“Hey! Ketch that dawg!” shouted the grocery man, and the cry was taken up all along the street. Men, boys, and women all turned out to chase or head off the fugitive. Everybody was yelling: “Van! Van! here, you!” for the news of the runaway had been spread abroad in the village before his arrival. Never was dog so enthusiastically greeted by a whole village of entire strangers. Van smelled treachery.

A friendly gate stood open, and he dodged in to avoid a too eager boy. Down to the rear of the lot he raced. Alas! It ended it an open stable door. Here the breathless Stubbs pounced upon him, and he was captured.

“There, you little rascal, I’ve got you!” panted Stubbs. He was fat, and dog-catching is perspiring work. “You’ve given me a pretty chase, but you’ll be back at Trimble’s by night, I reckon.

“Now what did you run away for? Trimble’s a good fellow, and you hadn’t ought to give him trouble,—not to mention the shaking up you’ve give me. Come on, and we’ll get a chain on you, so we can keep you till Trimble gets here.”

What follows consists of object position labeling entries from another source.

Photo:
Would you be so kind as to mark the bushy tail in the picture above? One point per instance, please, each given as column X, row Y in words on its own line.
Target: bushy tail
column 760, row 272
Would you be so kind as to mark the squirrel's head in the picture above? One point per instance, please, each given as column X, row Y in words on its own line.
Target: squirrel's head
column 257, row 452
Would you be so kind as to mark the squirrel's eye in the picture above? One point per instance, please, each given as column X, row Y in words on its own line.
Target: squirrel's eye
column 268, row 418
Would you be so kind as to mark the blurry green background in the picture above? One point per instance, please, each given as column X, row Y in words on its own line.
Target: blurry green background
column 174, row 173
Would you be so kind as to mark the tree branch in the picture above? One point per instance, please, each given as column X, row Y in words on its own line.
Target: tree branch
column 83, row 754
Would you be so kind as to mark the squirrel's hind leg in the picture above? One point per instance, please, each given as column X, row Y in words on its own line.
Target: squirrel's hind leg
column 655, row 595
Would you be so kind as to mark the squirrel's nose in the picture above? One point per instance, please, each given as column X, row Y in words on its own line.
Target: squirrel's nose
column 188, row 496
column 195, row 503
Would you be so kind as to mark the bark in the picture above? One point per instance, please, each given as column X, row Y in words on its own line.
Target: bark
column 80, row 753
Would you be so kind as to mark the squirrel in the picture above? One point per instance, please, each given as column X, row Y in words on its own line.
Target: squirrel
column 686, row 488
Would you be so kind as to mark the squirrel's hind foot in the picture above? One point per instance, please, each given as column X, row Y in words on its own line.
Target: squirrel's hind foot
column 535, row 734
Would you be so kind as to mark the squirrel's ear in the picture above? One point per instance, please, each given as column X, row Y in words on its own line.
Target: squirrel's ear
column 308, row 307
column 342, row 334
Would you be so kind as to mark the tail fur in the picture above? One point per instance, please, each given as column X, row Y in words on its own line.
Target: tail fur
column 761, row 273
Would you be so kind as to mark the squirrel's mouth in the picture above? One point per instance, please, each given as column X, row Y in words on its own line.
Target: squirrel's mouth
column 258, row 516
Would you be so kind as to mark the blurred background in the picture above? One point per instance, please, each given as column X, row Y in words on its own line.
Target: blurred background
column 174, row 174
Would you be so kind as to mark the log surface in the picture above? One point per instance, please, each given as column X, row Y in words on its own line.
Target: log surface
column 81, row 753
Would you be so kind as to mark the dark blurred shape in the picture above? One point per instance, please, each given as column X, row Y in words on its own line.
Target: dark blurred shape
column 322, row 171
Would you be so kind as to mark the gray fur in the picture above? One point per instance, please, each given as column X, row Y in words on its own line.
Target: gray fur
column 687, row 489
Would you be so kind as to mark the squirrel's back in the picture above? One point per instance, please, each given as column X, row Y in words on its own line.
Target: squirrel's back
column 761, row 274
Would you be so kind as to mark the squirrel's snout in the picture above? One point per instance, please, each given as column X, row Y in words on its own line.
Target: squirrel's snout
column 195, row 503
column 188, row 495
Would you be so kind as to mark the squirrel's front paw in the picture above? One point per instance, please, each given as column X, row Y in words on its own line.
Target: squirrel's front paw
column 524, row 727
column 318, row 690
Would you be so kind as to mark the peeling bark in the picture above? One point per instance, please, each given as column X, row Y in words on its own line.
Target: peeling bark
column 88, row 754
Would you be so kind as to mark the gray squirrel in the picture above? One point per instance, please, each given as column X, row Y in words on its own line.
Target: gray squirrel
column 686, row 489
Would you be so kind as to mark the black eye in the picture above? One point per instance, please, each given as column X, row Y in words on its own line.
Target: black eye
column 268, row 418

Van kept very still. He was thinking what he should do next. He gave a little shudder when Stubbs said “chain.” He knew that word, and just what it meant.

Stubbs tucked him under his arm. This seemed like a very tractable dog indeed. Stubbs reached up to mop his bald head with his handkerchief.

Van felt the loosened tension, and with a sudden jerk backward, he wriggled out of the man’s arm, and out of his own collar. In a twinkling he was going like Time-on-a-holiday, westward. In a few minutes Main Street and his pretended friends were left far behind, and he was out in the open country.

All day he traveled—now fast, when the fear of capture spurred him; now slow, when his aching legs and muscles cried out to him. He was hungry and thirsty, but he dared not stop and beg a drink, for fear some one might catch him again. The sun was dropping behind the hills when he felt that he could not drag himself another foot. He was passing a tiny farmhouse hidden away in the hills. There was a delicious odor wafted to him, and he heard a suggestive, sizzling sound. He certainly could not resist that. Yet he dared not make a noise. He crouched by the gateway.

A little boy about Pete’s size, with the same blue eyes and tow hair, came up the road, driving a solitary cow. As he turned in at the gate, he almost stumbled over a poor, panting, tired little dog, who lay crumpled in a heap, with mouth agape, and dry tongue lolling from between his teeth. He wore no collar, and with the dust of the road soiling his white coat, no one would ever have suspected him to be a prince.

“Why, hello!” said the boy. “What you doin’ here? You look tired to death. Come here and speak to me.”